I know this has been asked before but the answer given was a temporary hack.

We have had a site running on our live servers for some time now and we have just made some updates and deployed. Intitally the JIT runs and the site works. When the application pool is next refreshed we are receiving the following error from the webserver (IIS6).

Could not load file or assembly 'OurBusinessObjectsAssemblyName, Version=1.0.0.0, Culture=neutral, PublicKeyToken=null' or one of its dependencies. Access is denied.

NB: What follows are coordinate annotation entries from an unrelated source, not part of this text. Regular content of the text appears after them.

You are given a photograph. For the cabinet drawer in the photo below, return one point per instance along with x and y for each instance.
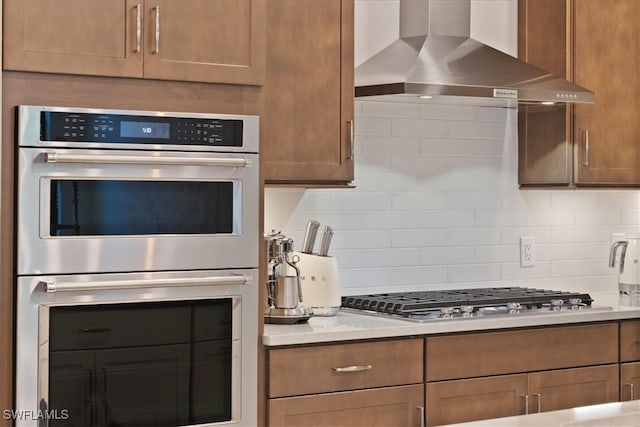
(459, 401)
(630, 341)
(336, 367)
(629, 381)
(504, 352)
(388, 407)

As an answer to a previous question suggested re-uploading the bin dll in question causes a rebuild and the site works again but a subsequent app pool recycle causes the same issue. What is causing this? The webserver runs many other sites fine so I don't think its a permissions issue with the asp.net temporary files and have already checked this, they seem fine.

A: 

I've had this same problem - it is to do with rights on the temporary ASP.NET folder (C:\WINDOWS\Microsoft.NET\Framework\v2.0.50727\Temporary ASP.NET Files) - check that the user running as your app has rights to create and modify files in this folder, not just read rights.

JonoW
As I said I have checked permissions and they are fine. Also the old version of the site runs fine even after an app pool reset so I don't think its a permissions issue
Sheff
Hmmm odd. Have you tried running something like ProcessMon to try and profile which process and user is generating the "access denied"?
JonoW
Yeah I'm running now. The odd thing is that the file in question is showing a SUCCESS in procmon
Sheff
A: 

I have exactly the same problem. Changing file permissions did not help... did you ever solve this one?

lstanczyk
A: 

I had the exact same problem as well. It was not permission on the Temporary directory or the bin directory. It turned out to be my AV which had Access Protection enabled. Once I turned that off and registry entries were once again able to be made by the ASP.NET user, everything started working again.

A: 

I had the same issue. I was using impersonation as well. I was able to resolve it by adding the impersonating user to the local machine's administrator group?